Still rosy in the cheeks, she swallowed two pills with her tea, and shortly showed me to my room. It was a modest room, small and cosy like a hospital salon, with white walls and no paintings. The bed was flawless, with a pale blue silk spread floating perfectly above the carpet, next to which stood a nightstand and a chair. The whole thing panted the flat horror of death. It was brief, and lifeless, and unchangeable. As I fell asleep I thought about Vivienne. She possessed a rather paradoxical charm that instantly absolved her tactlessness. This was due partly to her exaggerated nature, akin to a caricature. Outside I heard a string of sirens, and a gunshot, and a scream that happened one after the other, in that order, but I am certain were uncorrelated.
The last thought I had was of my father being dragged with an extension cord by a man who looked, whilst doing this, as natural and uninhibited as a gorilla at the zoo.
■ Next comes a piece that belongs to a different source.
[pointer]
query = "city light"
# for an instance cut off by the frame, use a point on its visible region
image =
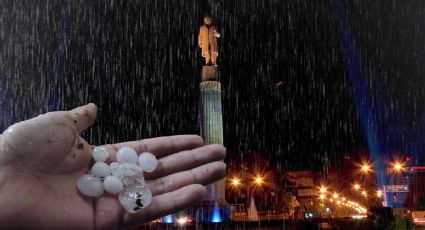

Then I saw my mother fainting bonelessly. My mother is rather dramatic. Barely three weeks had elapsed since these developments, yet already they bore an unmistakable, established familiarity. It is unsettling how quickly we adapt to our misfortunes, how we elaborate patterns of sense out of the most unexpected, most preposterous events. How we close our eyes and sleep at night.
I awoke the next morning with a delirious confidence that brought the world closer, and distorted all the principles of time. I was ready, ready as I’d ever been, to embark upon this glorious new undertaking with dignity and determination. The Velvet Underground sung as the coffee brewed, and for the first time in my tender existence, I felt like a heroine.
Shortly after, the microwave exploded.